Akiko Frischhut (University of Genève)

November 28 FRI — 14.30-16.30

Aula Seminari — Cortile Ghiacciaia, II floor (Via Festa del Perdono 7, Milano)

McTaggart and the Nature of Ontological Regress. A Case Study.

AbstractThis talk has two objectives. First, I shall present and analyse an entirely novel reconstruction of McTaggart’s infamous regress argument, which was designed to show that the passage of time leads into an infinite vicious regress. Second, I want to use the reconstructed McTaggartian regress as a case study to elucidate more about the nature of regresses. Looking at the regress in its novel form reveals some surprising new insights. The McTaggartian regress, I argue, is ontological and whether or not it is vicious depends on the structural features we allow reality to have.

More specifically, I argue that McTaggart’s argument is a variation of the general problem of change. McTaggart’s conception of temporal passage as qualitative change in terms of pastness, presentness and futurity implies that the change constituting passage must be merely relational. The regress, an infinite chain of ontologically dependent relational changes, ensues from applying the only available solution to the problem of change.

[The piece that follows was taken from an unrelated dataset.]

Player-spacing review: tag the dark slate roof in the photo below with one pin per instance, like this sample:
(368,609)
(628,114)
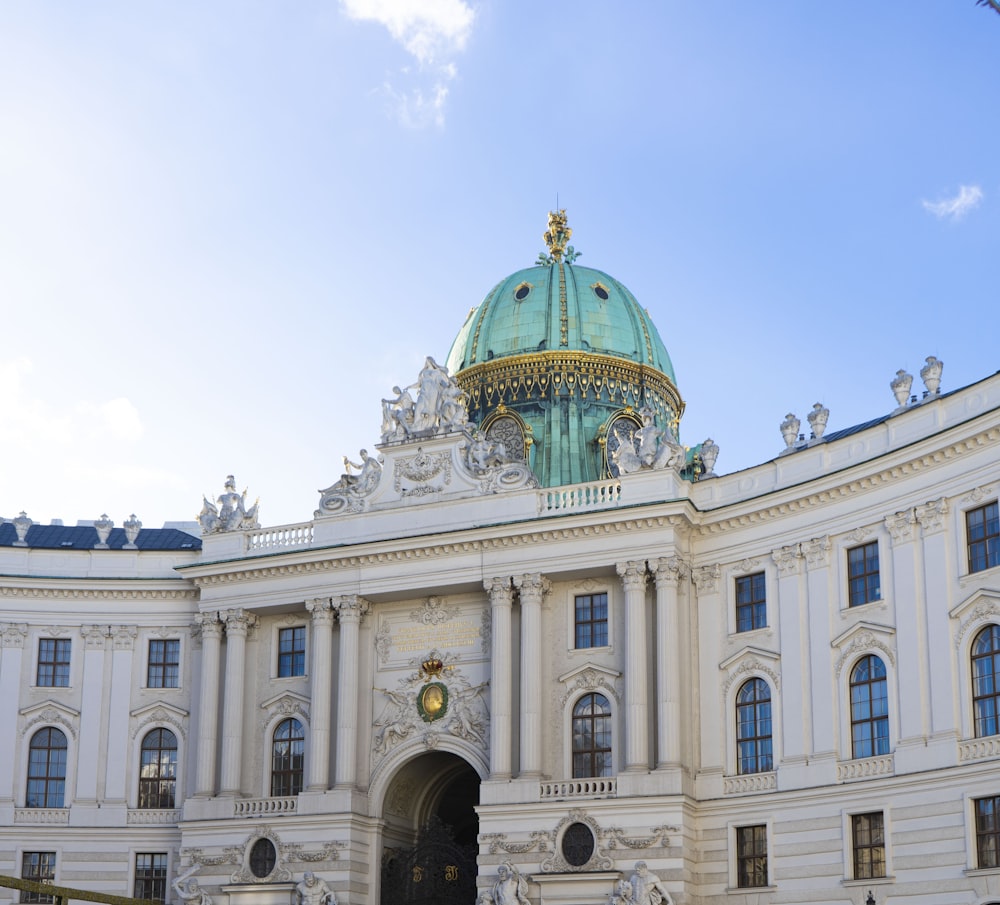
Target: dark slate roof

Ontological regresses come in two broad kinds. Infinitist regresses, non well-founded chains of dependency where each thing asymmetrically depends for its existence on the next, and coherentist regresses, where the dependency structures are circular or symmetrical. The McTaggartian regress, I shall show, is of the latter sort. Although the traditional consensus is that infinitist and coherentist structures are both vicious, this orthodox opinion has recently been challenged by several authors. There is a danger that discussions about these matters are perceived as simply trading on different intuitions, with no progress to be made. This might be particularly salient in the case of metaphysical coherentism. I hope to advance matters by using the McTaggartian regress as a case study, thereby bringing fresh arguments to an important debate that has been neglected for too long. Although most coherentist regresses are probably vicious, McTaggart’s regress, or my interpretation of it, may well be benign. One surprising conclusion to draw from this is that there may not be an answer for or against coherentist regresses that applies across the board. Instead, a more apt methodology requires an individual treatment of ontological regresses on a case by case basis.